Overall, personalized advertising should move beyond a one-size-fits-all approach. For low-NFC users, advertisers should prioritize simple, entertaining, benefit-focused content. For high-NFC users, advertisers should emphasize credible, information-rich messaging that signals personalization is both relevant and transparent. Tailoring personalization strategies to users’ cognitive styles can significantly enhance engagement while reducing avoidance.
Limitations and Future Research
This study has several limitations that suggest directions for future research. First, while our experiment focused on Korean Instagram users, consumer reactions to personalized advertising may vary across different cultural contexts and social media platforms. Future research could examine how these cultural differences and platform characteristics influence the relationship between personalization and advertising avoidance. In addition, because the study relies on a specific national and platform-based sample, caution is warranted when generalizing the findings to other cultural or digital environments.
Second, our study focused on behavioral intentions (advertising avoidance) rather than actual behaviors. While behavioral intentions are important predictors, future research could employ behavioral data or field experiments to validate our findings by examining users' actual responses to personalized advertisements in real-world settings. Moreover, because all key constructs were measured using self-report survey instruments, the results may be subject to common method bias and social desirability effects, which should be addressed in future research through multi-method approaches.
Third, the experimental stimuli were limited to personalized sneaker advertisements. Consumer responses to personalization may vary depending on product type, especially for products with different levels of involvement or privacy sensitivity. Future studies should examine how our findings apply across different product categories and industries.

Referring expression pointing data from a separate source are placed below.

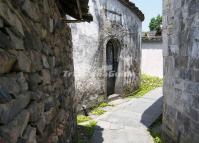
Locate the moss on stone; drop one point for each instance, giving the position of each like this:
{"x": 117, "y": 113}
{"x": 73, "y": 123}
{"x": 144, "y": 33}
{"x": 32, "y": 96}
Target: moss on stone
{"x": 148, "y": 83}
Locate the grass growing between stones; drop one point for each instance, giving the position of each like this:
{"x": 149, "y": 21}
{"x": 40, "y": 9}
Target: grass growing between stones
{"x": 82, "y": 118}
{"x": 148, "y": 83}
{"x": 155, "y": 130}
{"x": 98, "y": 111}
{"x": 104, "y": 104}
{"x": 85, "y": 132}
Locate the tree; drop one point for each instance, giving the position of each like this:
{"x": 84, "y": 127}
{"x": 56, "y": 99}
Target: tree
{"x": 155, "y": 24}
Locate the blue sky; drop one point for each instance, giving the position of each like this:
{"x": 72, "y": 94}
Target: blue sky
{"x": 150, "y": 8}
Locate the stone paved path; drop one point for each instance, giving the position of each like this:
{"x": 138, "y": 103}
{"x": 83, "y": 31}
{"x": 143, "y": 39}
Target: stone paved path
{"x": 152, "y": 62}
{"x": 127, "y": 122}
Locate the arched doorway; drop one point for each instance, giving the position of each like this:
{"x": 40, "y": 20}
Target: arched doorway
{"x": 112, "y": 60}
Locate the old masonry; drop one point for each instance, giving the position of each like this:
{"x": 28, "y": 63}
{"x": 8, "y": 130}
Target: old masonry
{"x": 38, "y": 79}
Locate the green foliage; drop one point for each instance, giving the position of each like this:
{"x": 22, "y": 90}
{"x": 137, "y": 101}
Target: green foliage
{"x": 82, "y": 118}
{"x": 104, "y": 104}
{"x": 98, "y": 111}
{"x": 86, "y": 131}
{"x": 148, "y": 83}
{"x": 155, "y": 24}
{"x": 155, "y": 130}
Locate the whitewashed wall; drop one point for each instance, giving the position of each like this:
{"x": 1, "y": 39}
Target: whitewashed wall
{"x": 89, "y": 41}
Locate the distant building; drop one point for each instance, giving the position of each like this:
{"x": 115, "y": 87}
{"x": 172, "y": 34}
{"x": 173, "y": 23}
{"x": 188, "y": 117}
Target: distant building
{"x": 107, "y": 51}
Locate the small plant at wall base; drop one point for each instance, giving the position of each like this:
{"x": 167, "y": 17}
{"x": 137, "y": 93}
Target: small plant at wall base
{"x": 155, "y": 130}
{"x": 148, "y": 83}
{"x": 98, "y": 111}
{"x": 155, "y": 23}
{"x": 85, "y": 131}
{"x": 82, "y": 118}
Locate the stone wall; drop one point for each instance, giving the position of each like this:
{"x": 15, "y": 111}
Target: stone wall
{"x": 152, "y": 59}
{"x": 36, "y": 97}
{"x": 112, "y": 21}
{"x": 181, "y": 71}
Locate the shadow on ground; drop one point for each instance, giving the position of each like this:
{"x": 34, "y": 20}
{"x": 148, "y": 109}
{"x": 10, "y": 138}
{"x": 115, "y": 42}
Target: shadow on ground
{"x": 151, "y": 114}
{"x": 85, "y": 134}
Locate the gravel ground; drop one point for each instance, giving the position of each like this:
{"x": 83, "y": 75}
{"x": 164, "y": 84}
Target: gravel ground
{"x": 152, "y": 62}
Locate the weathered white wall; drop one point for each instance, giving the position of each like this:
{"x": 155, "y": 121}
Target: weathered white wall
{"x": 90, "y": 39}
{"x": 152, "y": 58}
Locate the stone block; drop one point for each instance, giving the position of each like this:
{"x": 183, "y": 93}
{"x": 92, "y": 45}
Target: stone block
{"x": 4, "y": 96}
{"x": 31, "y": 9}
{"x": 32, "y": 41}
{"x": 15, "y": 129}
{"x": 181, "y": 61}
{"x": 36, "y": 111}
{"x": 5, "y": 41}
{"x": 41, "y": 124}
{"x": 11, "y": 19}
{"x": 45, "y": 76}
{"x": 45, "y": 62}
{"x": 7, "y": 61}
{"x": 18, "y": 42}
{"x": 47, "y": 50}
{"x": 36, "y": 59}
{"x": 29, "y": 135}
{"x": 34, "y": 80}
{"x": 21, "y": 79}
{"x": 10, "y": 84}
{"x": 9, "y": 110}
{"x": 24, "y": 63}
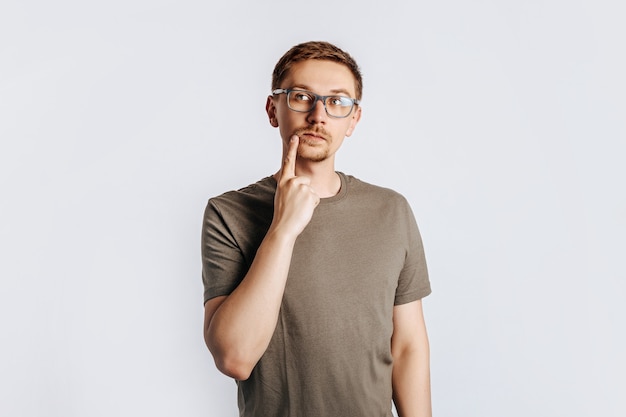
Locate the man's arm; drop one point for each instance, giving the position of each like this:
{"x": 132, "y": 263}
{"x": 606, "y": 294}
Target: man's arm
{"x": 411, "y": 361}
{"x": 239, "y": 327}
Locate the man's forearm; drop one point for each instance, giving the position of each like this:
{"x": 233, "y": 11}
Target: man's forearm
{"x": 242, "y": 326}
{"x": 411, "y": 383}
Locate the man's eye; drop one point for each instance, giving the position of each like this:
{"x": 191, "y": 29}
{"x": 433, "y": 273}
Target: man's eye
{"x": 339, "y": 101}
{"x": 303, "y": 97}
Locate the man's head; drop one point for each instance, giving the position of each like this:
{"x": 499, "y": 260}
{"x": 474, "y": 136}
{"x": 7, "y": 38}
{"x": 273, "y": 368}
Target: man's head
{"x": 315, "y": 96}
{"x": 316, "y": 50}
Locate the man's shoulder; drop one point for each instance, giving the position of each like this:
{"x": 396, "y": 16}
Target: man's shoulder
{"x": 263, "y": 187}
{"x": 255, "y": 196}
{"x": 374, "y": 191}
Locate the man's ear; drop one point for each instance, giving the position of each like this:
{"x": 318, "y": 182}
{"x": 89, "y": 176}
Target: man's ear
{"x": 354, "y": 120}
{"x": 270, "y": 109}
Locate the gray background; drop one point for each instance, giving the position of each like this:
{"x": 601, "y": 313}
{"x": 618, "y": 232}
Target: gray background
{"x": 502, "y": 122}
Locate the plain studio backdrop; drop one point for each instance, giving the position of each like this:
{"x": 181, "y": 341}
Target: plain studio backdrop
{"x": 502, "y": 122}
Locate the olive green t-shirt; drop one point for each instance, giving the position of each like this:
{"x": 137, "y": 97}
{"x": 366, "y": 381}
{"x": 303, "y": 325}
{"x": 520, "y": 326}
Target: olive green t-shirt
{"x": 360, "y": 255}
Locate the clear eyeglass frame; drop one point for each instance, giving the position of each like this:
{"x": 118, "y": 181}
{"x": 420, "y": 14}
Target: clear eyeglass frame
{"x": 343, "y": 102}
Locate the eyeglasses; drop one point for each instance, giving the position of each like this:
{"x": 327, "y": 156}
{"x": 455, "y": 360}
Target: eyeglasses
{"x": 304, "y": 101}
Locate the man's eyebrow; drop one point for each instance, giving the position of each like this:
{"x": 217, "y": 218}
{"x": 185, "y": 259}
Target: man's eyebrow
{"x": 334, "y": 91}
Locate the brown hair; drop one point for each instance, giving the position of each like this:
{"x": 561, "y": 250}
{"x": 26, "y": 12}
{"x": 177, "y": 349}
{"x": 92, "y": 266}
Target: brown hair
{"x": 316, "y": 50}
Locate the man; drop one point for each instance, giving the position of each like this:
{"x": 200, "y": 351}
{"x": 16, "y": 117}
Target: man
{"x": 313, "y": 279}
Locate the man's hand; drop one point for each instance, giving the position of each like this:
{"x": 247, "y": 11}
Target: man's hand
{"x": 295, "y": 199}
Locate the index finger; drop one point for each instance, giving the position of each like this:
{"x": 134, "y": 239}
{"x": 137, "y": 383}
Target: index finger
{"x": 289, "y": 164}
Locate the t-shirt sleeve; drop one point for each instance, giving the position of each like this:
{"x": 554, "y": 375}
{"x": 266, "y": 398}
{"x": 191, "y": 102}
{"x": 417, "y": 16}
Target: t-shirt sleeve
{"x": 413, "y": 282}
{"x": 223, "y": 264}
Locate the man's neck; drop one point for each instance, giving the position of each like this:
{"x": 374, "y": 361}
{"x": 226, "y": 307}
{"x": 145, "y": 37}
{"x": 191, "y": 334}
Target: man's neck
{"x": 324, "y": 180}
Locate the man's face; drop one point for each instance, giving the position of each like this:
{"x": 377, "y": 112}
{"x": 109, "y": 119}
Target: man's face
{"x": 320, "y": 134}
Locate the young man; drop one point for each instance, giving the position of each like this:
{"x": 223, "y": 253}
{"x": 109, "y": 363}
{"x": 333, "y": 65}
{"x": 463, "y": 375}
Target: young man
{"x": 314, "y": 279}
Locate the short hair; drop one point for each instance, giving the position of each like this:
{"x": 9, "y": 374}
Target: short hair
{"x": 316, "y": 50}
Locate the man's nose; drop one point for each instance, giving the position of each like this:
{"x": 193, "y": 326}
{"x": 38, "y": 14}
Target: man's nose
{"x": 317, "y": 113}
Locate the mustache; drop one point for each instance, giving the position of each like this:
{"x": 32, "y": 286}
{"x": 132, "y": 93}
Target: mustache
{"x": 317, "y": 131}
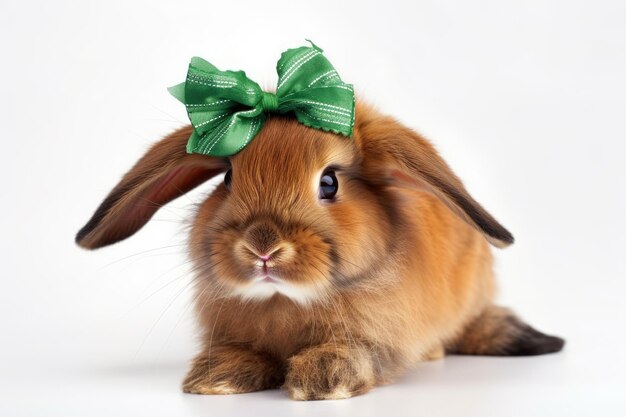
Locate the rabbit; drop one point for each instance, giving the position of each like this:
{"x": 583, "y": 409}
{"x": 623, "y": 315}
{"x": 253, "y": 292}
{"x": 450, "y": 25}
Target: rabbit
{"x": 326, "y": 265}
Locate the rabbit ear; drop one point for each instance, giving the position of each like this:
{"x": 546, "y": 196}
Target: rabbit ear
{"x": 165, "y": 172}
{"x": 395, "y": 154}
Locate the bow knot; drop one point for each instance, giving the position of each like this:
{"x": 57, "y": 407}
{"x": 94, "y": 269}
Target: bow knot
{"x": 227, "y": 109}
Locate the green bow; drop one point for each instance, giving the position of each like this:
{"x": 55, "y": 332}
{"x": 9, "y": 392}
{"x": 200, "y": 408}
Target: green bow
{"x": 227, "y": 109}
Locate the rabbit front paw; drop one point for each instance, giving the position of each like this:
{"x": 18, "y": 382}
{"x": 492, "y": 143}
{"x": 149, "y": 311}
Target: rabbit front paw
{"x": 231, "y": 370}
{"x": 329, "y": 372}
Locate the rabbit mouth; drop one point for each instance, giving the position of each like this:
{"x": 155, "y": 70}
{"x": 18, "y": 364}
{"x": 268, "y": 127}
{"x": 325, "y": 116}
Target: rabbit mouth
{"x": 265, "y": 286}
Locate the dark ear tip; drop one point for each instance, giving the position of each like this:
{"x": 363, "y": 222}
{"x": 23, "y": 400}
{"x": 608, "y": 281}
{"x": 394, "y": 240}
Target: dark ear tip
{"x": 80, "y": 239}
{"x": 502, "y": 239}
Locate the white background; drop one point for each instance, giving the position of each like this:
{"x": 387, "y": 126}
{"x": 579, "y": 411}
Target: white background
{"x": 525, "y": 99}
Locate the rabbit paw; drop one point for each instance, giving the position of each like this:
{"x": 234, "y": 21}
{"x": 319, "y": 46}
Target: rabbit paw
{"x": 231, "y": 370}
{"x": 329, "y": 372}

Fourth, while we identified Need for Cognition as an important moderator, other individual characteristics such as privacy concerns, technology acceptance, or ad skepticism might also influence responses to personalized advertising. Future research could explore additional psychological traits to provide a more comprehensive understanding of personalization effects. Addressing these limitations would enhance the external validity and robustness of future research on personalized advertising.
Footnotes
Ethical Considerations
All participants were informed about the purpose of the research and the anonymous use of their responses prior to participation. Participation was voluntary, and informed consent was obtained from all respondents. The study did not involve clinical procedures or vulnerable populations, and no personally identifiable information was collected; therefore, the research was considered minimal risk. The potential benefits of this research, including advancing understanding of personalized advertising and privacy concerns, were deemed to outweigh any minimal risks of participation. Accordingly, formal IRB approval was not required in accordance with institutional and journal guidelines.
Funding
The authors disclosed receipt of the following financial support for the research, authorship, and/or publication of this article: This research was supported by the MSIT (Ministry of Science and ICT), Korea, under the ITRC (Information Technology Research Center) support program (IITP-2026-RS-2020-II201749) supervised by the IITP (Institute of Information & Communications Technology Planning & Evaluation).
Declaration of Conflicting Interests
The authors declared no potential conflicts of interest with respect to the research, authorship, and/or publication of this article.
Data Availability Statement
The data that support the findings of this study are not publicly available due to privacy restrictions but are available from the corresponding author on reasonable request.